My family often goes to Lake Superior, the place that Longfellow called the “shining Big-Sea-Water”
in his Hiawatha poem. We grew up next to the big
lake, and it’s colors and patterns are imprinted on our minds. Like birds returning to their favored nesting grounds or salmon fighting their
way upstream, we are drawn to it shores. Well, okay, for me it’s just a connecting flight from Brooklyn via
Minneapolis, but with plane delays and the Duluth airport often cloaked in fog
drifting up from the lake sometimes I feel like one of those salmon leaping up
stepped locks next to giant dams...
A while ago my sister and niece called their getaway weekend
“Crystal Blue Persuasion,” a perfect name for a Lake
Superior trip. With that single act, they began a tradition in our family
of naming vacations after songs, forcing me to come up with
something as good or better for our August, 2015 family gathering. I considered
“Spirit in the Sky” and also “Stone Soul Picnic,” but when “Summer
of ‘69” flashed through my head, it was Eureka all the way.
The word went out, and in August, in the dunes and on
the shores of Gitche Gumee, we gathered to commune with the ancient and awesome spirit of the shining waters, which I duly photographed. Later, while processing the pictures, I had a hard time deciding whether to push the
color in a psychedelic way, or to be more laid back. The question was answered when I fell in love with the soft and subtle blacks and whites of the
sky, dunes and water, and the drama of the people shining through the monotonal
framework. And really, black and white photos are quite true to the spirit of
1969 when color photography was around but by no means ubiquitous.

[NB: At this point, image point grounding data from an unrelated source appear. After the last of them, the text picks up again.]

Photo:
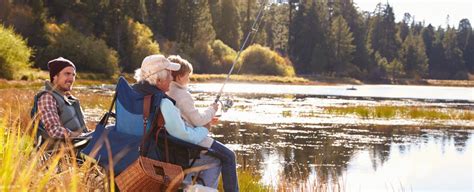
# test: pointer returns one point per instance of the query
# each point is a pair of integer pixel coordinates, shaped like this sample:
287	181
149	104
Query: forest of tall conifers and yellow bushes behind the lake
302	37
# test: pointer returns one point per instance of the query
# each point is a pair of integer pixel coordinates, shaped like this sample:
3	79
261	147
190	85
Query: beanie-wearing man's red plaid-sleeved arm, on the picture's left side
47	107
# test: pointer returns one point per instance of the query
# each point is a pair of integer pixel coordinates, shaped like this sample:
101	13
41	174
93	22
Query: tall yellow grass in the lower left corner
26	168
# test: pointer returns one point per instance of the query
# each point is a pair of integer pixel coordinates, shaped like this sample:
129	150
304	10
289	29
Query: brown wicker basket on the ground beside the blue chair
149	175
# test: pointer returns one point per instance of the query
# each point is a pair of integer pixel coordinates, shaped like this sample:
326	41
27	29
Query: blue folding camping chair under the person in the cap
126	134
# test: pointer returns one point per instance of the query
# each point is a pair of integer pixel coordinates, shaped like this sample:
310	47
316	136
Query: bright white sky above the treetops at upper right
430	11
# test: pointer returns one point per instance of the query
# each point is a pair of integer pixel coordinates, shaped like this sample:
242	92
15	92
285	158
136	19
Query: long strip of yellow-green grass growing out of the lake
390	112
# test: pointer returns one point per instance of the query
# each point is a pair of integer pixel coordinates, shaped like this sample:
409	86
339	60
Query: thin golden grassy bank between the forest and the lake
97	79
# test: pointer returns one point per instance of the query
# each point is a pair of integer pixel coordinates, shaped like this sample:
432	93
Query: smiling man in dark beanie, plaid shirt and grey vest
60	113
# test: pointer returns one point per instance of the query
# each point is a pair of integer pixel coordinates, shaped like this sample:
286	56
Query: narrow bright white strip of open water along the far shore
372	91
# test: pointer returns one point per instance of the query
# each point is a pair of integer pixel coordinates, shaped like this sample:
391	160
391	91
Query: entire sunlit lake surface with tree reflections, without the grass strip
282	133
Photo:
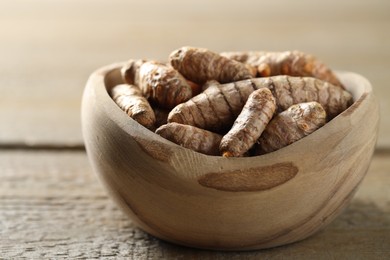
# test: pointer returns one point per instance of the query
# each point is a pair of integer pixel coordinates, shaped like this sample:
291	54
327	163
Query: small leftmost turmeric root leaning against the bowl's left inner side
130	100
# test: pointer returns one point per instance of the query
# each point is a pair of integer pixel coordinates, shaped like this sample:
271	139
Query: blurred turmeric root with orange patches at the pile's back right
292	63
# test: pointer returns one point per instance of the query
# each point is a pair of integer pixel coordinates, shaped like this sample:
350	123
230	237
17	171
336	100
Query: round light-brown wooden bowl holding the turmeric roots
213	202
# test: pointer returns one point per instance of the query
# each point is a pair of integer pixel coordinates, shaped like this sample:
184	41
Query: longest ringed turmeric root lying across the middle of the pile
216	108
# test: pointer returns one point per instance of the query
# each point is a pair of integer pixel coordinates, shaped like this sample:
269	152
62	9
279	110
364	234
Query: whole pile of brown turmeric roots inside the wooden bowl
233	103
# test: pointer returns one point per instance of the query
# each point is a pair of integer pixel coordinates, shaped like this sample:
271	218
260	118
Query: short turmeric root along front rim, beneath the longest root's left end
191	137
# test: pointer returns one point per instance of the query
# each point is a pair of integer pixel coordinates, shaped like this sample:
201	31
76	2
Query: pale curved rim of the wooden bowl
108	76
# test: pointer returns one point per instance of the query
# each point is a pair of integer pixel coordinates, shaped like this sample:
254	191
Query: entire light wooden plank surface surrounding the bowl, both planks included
51	203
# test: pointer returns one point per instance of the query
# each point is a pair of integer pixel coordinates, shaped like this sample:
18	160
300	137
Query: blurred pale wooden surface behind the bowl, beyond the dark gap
48	48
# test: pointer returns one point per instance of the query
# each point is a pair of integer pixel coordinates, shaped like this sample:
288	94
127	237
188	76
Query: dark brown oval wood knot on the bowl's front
252	179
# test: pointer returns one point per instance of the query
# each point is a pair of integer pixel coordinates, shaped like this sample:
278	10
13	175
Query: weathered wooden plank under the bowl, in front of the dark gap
51	205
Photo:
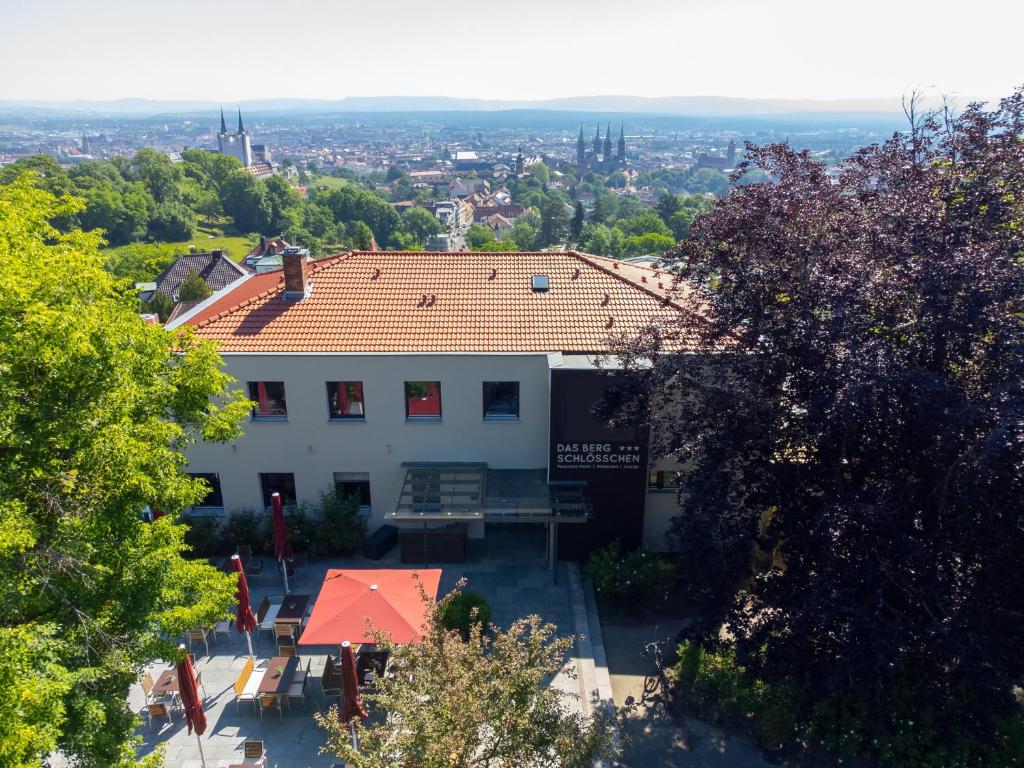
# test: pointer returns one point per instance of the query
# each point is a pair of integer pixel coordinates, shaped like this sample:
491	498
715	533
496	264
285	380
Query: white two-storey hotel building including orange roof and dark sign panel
366	422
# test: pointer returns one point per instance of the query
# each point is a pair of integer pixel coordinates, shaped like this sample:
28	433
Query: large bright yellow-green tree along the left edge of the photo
95	412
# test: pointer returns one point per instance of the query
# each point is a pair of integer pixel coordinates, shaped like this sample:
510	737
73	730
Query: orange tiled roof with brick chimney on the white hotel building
441	303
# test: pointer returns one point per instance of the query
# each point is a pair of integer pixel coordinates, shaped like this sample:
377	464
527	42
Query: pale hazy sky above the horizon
226	52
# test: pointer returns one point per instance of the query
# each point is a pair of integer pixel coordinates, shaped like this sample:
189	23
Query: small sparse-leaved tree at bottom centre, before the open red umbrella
502	678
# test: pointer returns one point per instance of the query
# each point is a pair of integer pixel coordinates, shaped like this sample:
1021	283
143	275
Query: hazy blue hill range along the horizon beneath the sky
684	106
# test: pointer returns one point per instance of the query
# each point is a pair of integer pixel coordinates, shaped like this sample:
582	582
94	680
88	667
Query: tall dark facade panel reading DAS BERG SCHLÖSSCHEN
613	462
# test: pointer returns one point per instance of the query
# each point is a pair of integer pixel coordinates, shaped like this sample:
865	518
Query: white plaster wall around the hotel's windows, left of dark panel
314	448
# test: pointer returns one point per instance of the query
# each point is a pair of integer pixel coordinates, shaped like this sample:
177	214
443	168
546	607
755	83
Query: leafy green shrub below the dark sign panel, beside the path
635	577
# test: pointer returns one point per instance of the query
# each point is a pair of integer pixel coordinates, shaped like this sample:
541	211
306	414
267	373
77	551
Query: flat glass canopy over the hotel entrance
464	493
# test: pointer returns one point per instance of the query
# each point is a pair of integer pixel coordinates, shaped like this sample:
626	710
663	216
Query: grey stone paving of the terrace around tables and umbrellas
509	570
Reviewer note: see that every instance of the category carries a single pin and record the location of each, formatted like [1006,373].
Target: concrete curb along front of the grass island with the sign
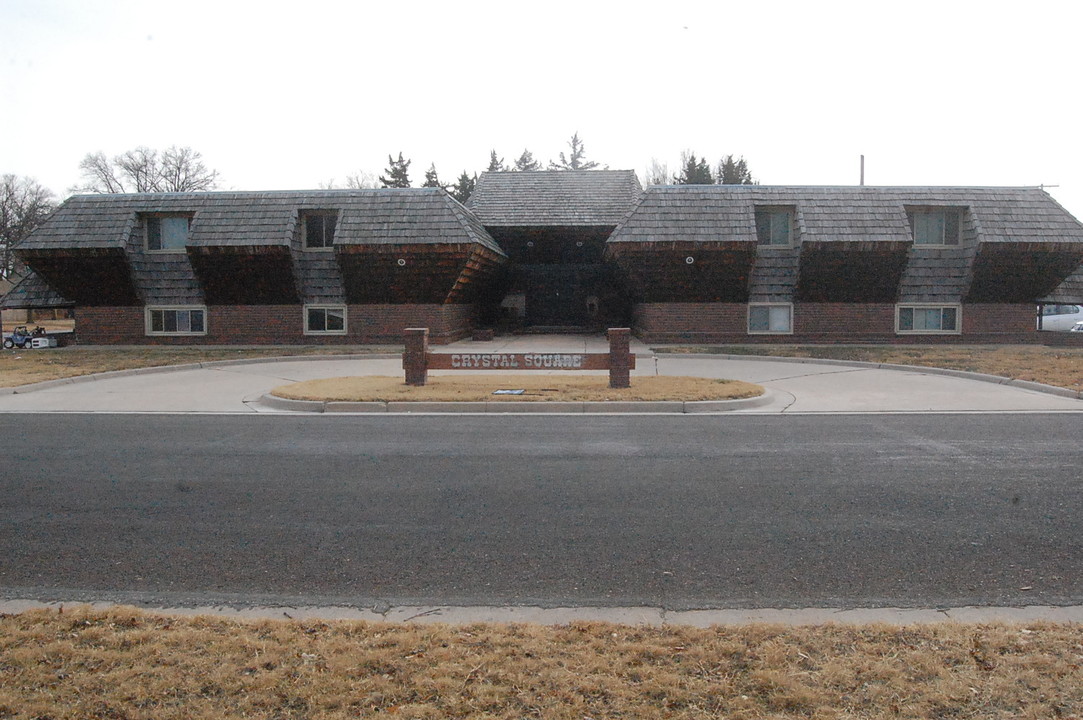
[521,408]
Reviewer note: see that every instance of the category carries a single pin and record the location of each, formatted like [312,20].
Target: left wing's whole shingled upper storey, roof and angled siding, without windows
[247,248]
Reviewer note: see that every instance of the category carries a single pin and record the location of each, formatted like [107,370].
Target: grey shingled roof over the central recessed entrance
[554,198]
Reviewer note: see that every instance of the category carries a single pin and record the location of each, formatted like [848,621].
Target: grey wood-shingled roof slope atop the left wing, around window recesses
[424,216]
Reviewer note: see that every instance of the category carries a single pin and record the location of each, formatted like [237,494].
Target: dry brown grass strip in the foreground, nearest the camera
[125,664]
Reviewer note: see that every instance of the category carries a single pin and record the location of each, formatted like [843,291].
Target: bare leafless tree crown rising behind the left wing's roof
[147,171]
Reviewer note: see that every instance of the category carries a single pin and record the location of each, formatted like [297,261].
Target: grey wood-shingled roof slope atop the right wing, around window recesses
[863,214]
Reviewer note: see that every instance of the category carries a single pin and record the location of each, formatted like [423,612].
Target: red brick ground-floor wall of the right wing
[831,323]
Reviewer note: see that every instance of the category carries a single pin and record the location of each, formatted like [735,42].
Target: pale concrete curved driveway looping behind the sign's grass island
[793,386]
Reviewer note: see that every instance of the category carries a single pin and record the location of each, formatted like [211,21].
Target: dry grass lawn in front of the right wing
[1054,366]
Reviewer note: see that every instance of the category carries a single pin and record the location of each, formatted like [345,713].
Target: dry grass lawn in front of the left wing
[20,368]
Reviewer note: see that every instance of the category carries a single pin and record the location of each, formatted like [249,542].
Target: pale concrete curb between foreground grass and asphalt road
[635,617]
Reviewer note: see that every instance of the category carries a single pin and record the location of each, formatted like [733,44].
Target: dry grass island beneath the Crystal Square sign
[539,388]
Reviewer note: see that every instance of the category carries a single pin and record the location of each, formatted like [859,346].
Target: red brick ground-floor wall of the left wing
[256,325]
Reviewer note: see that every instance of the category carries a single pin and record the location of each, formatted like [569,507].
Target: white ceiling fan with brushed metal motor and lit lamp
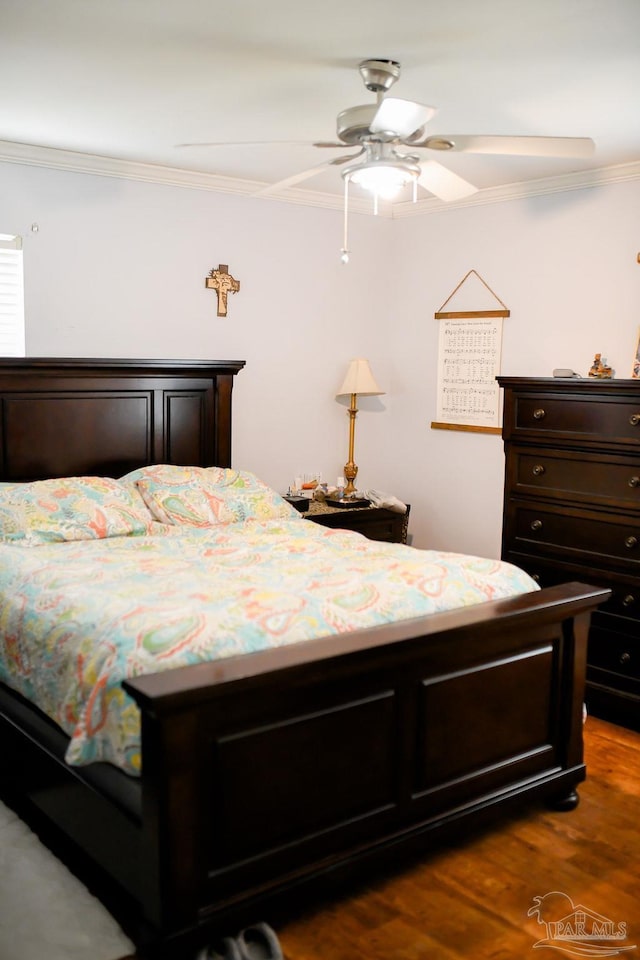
[385,130]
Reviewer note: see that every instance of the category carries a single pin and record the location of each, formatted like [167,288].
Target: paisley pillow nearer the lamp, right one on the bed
[205,496]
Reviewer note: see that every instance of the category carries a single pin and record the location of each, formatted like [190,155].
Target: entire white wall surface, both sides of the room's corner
[117,269]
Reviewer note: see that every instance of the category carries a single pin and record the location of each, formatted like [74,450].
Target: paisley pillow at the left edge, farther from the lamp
[70,508]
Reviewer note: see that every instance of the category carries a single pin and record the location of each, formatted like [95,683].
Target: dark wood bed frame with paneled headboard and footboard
[270,776]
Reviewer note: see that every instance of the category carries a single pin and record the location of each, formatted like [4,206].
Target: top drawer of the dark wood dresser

But I just couldn’t give up color altogether, so I put a
little back, just a little, and now the pictures look a bit like early 20th
century portraits, when photographers added hints of color to black and white
prints. These tinted pictures have become a lasting record of our joyful experience
and a tribute to to the spirit of the truly "great" lake, our family’s spiritual
center.
PS: The "grass" depicted in a few photos is simply that - a frond of beach grass! We were all on a natural high, man.